Felipe no es el más “guay” del grupo, ni el más superdotado , ni siquiera el más seguro. Y, sin embargo, es probablemente el más reconocible. Este volumen recopila algunas de sus mejores tiras, donde su lucha interna entre la responsabilidad y el deseo de evasión se convierte en el eje central de un humor tan  cuidadoso como certero.

El niño de dientes prominentes y mirada traviesa encarna como pocos el estrés cotidiana: los deberes que nunca terminan, las obligaciones que pesan demasiado, el ingenio que siempre tira hacia otro lado.

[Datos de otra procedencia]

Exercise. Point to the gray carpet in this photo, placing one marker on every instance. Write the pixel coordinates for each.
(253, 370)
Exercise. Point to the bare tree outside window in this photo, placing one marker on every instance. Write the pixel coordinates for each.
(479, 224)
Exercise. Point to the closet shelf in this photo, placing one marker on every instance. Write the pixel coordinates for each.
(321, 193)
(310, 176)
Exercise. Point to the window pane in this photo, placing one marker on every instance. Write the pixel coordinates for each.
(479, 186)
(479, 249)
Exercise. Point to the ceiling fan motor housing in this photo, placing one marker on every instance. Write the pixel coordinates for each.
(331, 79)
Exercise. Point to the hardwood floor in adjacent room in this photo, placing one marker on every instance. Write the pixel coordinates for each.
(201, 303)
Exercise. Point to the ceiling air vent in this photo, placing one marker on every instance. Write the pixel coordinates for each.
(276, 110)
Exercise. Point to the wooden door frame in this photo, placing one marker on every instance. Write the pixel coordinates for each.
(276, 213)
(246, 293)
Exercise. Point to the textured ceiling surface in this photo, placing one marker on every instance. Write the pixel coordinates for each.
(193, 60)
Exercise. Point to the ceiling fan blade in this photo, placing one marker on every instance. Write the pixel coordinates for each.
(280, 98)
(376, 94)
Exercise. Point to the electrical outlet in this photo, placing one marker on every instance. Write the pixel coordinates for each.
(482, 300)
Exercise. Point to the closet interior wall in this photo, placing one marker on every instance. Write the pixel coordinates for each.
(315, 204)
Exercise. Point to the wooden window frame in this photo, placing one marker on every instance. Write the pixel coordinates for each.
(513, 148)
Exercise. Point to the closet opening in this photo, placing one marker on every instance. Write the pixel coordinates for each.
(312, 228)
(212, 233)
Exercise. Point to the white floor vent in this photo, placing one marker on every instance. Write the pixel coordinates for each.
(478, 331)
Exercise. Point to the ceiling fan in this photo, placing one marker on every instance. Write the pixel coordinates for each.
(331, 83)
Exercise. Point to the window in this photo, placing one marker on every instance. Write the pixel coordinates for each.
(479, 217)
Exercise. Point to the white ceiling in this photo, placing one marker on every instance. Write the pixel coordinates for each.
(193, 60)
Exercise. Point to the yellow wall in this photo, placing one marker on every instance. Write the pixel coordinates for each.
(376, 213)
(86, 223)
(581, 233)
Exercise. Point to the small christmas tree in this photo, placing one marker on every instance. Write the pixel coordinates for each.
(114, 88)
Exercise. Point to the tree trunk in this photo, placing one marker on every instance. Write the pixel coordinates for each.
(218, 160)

Felipe es ese lector compulsivo de historietas que prefiere soñar con aventuras imposibles antes que enfrentarse a nuestro día a día . Y ahí es donde Quino despliega toda su artillería : en convertir un conflicto aparentemente trivial en un espejo universal.

A diferencia de la contundencia ideológica de Mafalda o del pragmatismo de Manolito, Felipe se mueve en el territorio de la indecisión . Es el personaje que rumia demasiado, que se bloquea, que anticipa el fracaso antes de intentarlo. En otras palabras: es profundamente humano. Este libro no solo recupera sus mejores momentos, sino que permite leerlos bajo una nueva lupa, casi como pequeñas cápsulas filosóficas disfrazadas de viñetas.

La edición  respeta el espíritu original de las tiras, con una selección que equilibra nostalgia y vigencia. Porque si algo queda claro tras la lectura es que Felipe no pertenece únicamente a una época: sus miedos, sus excusas y sus anhelos siguen siendo los nuestros.

Lo mejor de Felipe no es solo un tributo a un personaje secundario que nunca lo fue del todo. Es también una reivindicación del humor inteligente, de la pausa reflexiva y de esa incomodidad tan necesaria que nace cuando uno se reconoce en las dudas de un niño.

En tiempos de postureo , volver a Felipe es, quizás, una forma de reconciliarnos con nuestras propias inseguridades.

Por Sergio Vargas.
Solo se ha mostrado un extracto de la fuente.